Der Biodieselhersteller Verbio, vor ein paar Monaten hoffnungsvoll an der Börse gestartet, ist Anfang der Woche eingebrochen, weil das Unternehmen seine Gewinnziele deutlich gesenkt hat. Zu hohe Steuern auf Biosprit, zu große Konkurrenz von anderen Herstellern – so lautete in Kurzform die Begründung des Börsenneulings dafür, seine Prognose zurückzunehmen. Was das Beispiel uns lehrt.

Zum einen zeigt es die Gefahren auf, die bei Unternehmen lauern, deren Geschäftsmodelle wesentlich vom Staat abhängig sind – von speziellen Steuern, Subventionen oder Vorschriften. Von diesen Problemen können schon die Käufer der T-Aktie ein Lied singen; sie spielen aber im gesamten Energiebereich eine große Rolle. Das Risiko kommt zu anderen Gefahrenquellen, die im Markt lauern, einfach hinzu und wird zu selten klar erkannt und berücksichtigt.

Der zweite Punkt: Verbio lässt vermuten, dass vieles, was mit „Öko“ zu tun hat, an der Börse ziemlich aufgeblasen ist. Und das wird durch die Klimadiskussion möglicherweise noch angeheizt. Bei nüchterner Betrachtung ist aber nicht zu übersehen: Ja, das Klimaproblem ist riesengroß. Ja, Energie aus Sonne, Wind oder nachwachsenden Rohstoffen ist eine feine Sache. Aber übersehen wird gerne: Die Gesamtbilanz alternativer Energien ist häufig nicht so toll wie vermutet – es kostet ja auch Energie, Solarmodule herzustellen oder nachwachsende Rohstoffe anzubauen.
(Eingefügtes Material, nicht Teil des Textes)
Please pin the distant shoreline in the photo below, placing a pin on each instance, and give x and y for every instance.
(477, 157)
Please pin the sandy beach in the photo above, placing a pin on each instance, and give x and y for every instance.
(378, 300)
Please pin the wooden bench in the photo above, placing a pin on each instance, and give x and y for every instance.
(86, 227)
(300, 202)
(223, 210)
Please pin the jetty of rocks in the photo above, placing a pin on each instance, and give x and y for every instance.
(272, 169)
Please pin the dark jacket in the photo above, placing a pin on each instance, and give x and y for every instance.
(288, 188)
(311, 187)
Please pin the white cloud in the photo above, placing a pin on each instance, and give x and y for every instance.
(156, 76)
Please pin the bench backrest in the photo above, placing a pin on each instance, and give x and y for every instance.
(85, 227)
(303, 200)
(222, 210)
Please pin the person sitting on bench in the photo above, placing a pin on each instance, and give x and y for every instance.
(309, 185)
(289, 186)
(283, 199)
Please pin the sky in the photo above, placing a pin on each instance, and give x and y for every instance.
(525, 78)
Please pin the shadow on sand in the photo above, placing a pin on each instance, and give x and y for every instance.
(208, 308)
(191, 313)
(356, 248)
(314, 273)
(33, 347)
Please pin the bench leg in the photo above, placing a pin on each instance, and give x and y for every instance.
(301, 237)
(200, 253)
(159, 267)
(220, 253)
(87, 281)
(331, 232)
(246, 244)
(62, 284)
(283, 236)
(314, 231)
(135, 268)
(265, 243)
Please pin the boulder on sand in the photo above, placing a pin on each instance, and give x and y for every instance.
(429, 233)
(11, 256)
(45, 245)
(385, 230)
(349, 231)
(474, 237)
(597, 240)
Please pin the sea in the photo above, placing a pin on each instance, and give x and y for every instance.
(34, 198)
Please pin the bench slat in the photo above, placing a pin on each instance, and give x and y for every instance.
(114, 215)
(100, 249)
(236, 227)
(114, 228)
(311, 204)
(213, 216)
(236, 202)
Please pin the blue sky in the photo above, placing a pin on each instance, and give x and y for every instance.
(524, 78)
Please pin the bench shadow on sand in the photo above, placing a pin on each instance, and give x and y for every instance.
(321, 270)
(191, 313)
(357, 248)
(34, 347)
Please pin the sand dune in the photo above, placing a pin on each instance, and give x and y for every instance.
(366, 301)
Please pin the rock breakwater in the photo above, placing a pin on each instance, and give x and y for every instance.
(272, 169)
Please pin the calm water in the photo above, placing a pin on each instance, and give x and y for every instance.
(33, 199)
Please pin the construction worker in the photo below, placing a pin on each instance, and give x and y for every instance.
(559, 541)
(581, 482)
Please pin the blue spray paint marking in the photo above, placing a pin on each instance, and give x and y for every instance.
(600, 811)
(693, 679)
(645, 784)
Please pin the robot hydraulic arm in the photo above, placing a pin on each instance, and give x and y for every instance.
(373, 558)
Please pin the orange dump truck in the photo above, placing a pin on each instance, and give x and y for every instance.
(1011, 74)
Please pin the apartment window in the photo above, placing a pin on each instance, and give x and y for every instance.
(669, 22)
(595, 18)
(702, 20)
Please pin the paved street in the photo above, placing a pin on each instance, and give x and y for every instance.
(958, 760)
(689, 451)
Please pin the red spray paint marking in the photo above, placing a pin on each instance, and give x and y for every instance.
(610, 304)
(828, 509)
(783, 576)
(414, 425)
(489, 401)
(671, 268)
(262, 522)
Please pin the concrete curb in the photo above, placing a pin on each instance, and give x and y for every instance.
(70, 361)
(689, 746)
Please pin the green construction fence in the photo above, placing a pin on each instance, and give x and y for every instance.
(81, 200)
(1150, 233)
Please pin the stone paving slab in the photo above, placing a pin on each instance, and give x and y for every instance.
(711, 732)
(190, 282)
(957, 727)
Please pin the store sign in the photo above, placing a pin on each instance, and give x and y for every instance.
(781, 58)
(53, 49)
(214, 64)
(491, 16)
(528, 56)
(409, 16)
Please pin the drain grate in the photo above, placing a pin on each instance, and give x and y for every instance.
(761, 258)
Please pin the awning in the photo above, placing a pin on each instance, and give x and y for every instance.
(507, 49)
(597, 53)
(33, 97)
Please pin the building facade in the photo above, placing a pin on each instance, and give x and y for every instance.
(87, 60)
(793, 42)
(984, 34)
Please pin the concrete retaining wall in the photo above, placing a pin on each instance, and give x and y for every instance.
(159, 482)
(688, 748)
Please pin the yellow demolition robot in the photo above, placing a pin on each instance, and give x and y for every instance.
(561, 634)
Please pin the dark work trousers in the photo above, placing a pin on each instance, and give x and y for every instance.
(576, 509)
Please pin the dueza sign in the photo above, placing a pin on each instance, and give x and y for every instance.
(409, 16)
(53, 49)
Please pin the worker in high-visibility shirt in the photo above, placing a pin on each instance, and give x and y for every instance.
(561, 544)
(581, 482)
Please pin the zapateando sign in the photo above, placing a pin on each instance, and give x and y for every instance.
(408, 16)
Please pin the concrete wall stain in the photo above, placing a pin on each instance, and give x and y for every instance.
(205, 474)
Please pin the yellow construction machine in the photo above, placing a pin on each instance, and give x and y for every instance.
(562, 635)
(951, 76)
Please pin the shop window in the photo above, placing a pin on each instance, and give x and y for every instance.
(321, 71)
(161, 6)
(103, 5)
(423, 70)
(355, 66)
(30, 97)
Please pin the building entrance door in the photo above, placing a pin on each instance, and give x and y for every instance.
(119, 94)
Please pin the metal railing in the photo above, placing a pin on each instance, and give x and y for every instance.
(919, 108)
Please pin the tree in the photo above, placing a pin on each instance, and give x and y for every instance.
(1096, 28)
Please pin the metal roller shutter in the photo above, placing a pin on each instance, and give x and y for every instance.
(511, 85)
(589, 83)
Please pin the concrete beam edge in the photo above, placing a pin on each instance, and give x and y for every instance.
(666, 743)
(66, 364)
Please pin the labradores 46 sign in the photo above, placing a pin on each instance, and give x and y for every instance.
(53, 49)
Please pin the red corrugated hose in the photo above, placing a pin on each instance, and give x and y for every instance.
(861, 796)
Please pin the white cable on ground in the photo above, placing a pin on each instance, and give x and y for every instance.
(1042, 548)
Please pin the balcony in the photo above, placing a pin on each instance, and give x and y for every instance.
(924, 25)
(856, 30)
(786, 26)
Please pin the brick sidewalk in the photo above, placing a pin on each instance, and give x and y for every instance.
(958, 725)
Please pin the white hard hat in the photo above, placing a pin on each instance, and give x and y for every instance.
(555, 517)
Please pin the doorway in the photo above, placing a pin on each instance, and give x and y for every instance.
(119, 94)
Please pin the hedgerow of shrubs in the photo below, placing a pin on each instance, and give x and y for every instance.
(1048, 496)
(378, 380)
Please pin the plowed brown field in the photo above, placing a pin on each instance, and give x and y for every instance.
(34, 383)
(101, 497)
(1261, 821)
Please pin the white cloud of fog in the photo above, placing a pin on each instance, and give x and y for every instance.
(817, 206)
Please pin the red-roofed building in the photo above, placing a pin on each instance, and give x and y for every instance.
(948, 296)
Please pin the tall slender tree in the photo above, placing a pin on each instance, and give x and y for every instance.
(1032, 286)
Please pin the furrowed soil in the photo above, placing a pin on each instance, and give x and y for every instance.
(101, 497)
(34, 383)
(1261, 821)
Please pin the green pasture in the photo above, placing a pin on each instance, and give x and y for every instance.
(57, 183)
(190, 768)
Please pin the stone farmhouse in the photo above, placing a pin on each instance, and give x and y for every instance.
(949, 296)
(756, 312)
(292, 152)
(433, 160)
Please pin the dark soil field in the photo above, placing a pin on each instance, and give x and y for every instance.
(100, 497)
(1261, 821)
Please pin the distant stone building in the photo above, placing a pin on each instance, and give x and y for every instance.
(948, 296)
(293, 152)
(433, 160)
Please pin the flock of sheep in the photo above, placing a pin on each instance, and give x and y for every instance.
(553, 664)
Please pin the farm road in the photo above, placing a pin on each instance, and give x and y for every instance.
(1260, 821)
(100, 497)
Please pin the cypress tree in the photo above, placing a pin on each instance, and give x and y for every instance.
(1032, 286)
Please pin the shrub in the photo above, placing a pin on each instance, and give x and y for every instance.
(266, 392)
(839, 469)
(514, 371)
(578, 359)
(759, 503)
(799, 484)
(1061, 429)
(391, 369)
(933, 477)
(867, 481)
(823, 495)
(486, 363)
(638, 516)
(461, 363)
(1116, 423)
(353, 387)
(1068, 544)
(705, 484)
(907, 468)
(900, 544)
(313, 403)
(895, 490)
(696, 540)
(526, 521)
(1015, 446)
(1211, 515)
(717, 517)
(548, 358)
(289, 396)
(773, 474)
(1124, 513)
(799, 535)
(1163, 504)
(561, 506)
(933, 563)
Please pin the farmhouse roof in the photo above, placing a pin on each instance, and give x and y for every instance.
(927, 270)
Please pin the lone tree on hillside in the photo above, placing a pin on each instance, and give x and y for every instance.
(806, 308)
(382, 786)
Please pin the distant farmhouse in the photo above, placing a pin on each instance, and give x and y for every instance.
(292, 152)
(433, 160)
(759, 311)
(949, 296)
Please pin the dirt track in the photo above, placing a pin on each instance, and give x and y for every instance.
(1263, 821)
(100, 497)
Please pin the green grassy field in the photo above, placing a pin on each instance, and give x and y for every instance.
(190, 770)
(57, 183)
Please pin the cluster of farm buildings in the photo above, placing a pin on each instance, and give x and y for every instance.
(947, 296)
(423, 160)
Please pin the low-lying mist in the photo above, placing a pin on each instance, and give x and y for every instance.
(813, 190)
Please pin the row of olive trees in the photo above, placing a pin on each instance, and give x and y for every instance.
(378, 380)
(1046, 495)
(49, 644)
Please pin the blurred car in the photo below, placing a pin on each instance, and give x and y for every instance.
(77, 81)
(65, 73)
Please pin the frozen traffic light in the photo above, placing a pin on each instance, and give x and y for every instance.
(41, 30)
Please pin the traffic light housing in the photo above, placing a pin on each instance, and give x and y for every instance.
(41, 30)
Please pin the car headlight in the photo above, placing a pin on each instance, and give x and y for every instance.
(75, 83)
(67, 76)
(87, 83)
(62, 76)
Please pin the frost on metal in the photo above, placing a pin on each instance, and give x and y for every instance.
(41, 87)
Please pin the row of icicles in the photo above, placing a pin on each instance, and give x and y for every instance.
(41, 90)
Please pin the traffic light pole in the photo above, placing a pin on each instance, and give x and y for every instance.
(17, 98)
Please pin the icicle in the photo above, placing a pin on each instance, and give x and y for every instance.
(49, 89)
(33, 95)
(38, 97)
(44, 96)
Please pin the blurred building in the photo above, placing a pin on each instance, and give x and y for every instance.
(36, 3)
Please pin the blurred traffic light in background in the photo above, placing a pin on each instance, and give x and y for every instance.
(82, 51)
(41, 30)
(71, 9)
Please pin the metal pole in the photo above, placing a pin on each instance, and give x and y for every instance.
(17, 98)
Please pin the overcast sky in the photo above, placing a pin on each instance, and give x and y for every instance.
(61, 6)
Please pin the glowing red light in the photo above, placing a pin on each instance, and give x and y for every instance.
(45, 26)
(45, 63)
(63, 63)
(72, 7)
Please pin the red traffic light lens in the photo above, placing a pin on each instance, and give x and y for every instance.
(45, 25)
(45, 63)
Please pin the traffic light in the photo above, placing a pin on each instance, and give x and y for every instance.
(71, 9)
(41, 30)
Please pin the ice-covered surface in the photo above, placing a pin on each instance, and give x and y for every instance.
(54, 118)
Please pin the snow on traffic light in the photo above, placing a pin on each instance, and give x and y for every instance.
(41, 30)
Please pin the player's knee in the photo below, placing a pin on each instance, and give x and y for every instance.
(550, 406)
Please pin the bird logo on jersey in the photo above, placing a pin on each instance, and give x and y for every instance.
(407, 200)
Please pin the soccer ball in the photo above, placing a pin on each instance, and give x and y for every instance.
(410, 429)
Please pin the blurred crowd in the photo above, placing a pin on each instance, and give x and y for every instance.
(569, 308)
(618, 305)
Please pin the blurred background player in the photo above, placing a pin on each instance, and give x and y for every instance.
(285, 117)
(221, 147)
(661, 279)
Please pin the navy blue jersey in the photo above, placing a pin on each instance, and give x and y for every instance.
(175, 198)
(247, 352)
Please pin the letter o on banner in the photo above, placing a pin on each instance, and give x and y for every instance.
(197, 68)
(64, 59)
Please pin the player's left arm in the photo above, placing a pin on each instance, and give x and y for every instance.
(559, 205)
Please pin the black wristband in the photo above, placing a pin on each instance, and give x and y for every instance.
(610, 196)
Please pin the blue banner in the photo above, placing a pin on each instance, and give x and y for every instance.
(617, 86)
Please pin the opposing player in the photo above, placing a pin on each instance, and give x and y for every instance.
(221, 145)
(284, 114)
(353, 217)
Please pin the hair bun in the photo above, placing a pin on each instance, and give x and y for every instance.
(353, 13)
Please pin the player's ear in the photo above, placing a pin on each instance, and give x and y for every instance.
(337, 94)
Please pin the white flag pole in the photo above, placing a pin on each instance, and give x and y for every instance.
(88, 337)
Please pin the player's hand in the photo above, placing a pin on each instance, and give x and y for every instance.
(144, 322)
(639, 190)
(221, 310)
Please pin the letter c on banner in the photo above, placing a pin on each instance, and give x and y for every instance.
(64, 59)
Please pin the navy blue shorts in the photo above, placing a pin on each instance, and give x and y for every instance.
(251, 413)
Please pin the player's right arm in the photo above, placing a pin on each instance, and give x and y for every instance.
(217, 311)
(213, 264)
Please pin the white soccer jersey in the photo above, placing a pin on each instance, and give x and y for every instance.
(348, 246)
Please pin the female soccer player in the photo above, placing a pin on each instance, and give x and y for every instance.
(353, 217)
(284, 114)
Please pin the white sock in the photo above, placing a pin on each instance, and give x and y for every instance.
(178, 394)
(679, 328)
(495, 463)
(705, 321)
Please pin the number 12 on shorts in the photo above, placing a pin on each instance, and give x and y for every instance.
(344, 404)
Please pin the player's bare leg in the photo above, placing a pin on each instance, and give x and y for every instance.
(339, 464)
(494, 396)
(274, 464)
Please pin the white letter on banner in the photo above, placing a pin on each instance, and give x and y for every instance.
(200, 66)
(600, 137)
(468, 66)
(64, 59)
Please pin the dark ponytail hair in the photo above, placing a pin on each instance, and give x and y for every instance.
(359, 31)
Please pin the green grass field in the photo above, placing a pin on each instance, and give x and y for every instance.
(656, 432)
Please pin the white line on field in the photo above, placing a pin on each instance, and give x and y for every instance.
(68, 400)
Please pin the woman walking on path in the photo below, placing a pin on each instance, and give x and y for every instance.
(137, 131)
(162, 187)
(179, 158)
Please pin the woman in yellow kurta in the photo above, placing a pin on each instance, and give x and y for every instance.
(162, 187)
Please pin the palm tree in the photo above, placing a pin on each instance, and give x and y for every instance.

Den Durchbruch ins „solare Zeitalter“ können wir bis zum Ende unserer persönlichen Lebensspanne kaum erhoffen. Dementsprechend zurückhaltend sollten aber auch die wirtschaftlichen Chancen der Hoffnungswerte beurteilt werden.

Wer sich als Investor speziell für „nachhaltige“ Anlagen interessiert, für den hält der Fall Verbio auch eine Lehre bereit. Es gibt Fonds, Indizes und Zertifikate, die sehr stark von alternativen Energieanbietern abhängen – ihnen zum Teil sogar ihre überdurchschnittliche Wertentwicklung verdanken. Entsprechend hoch ist dort das Risiko. Andere Fonds streuen ihr Geld breit – sie suchen nicht „nachhaltige“ Branchen, sondern innerhalb jeder Branche die Unternehmen, die sich am besten dem nachhaltigen Wirtschaften verschrieben haben. Das zweite Konzept dürfte rein finanziell besehen nachhaltiger sein.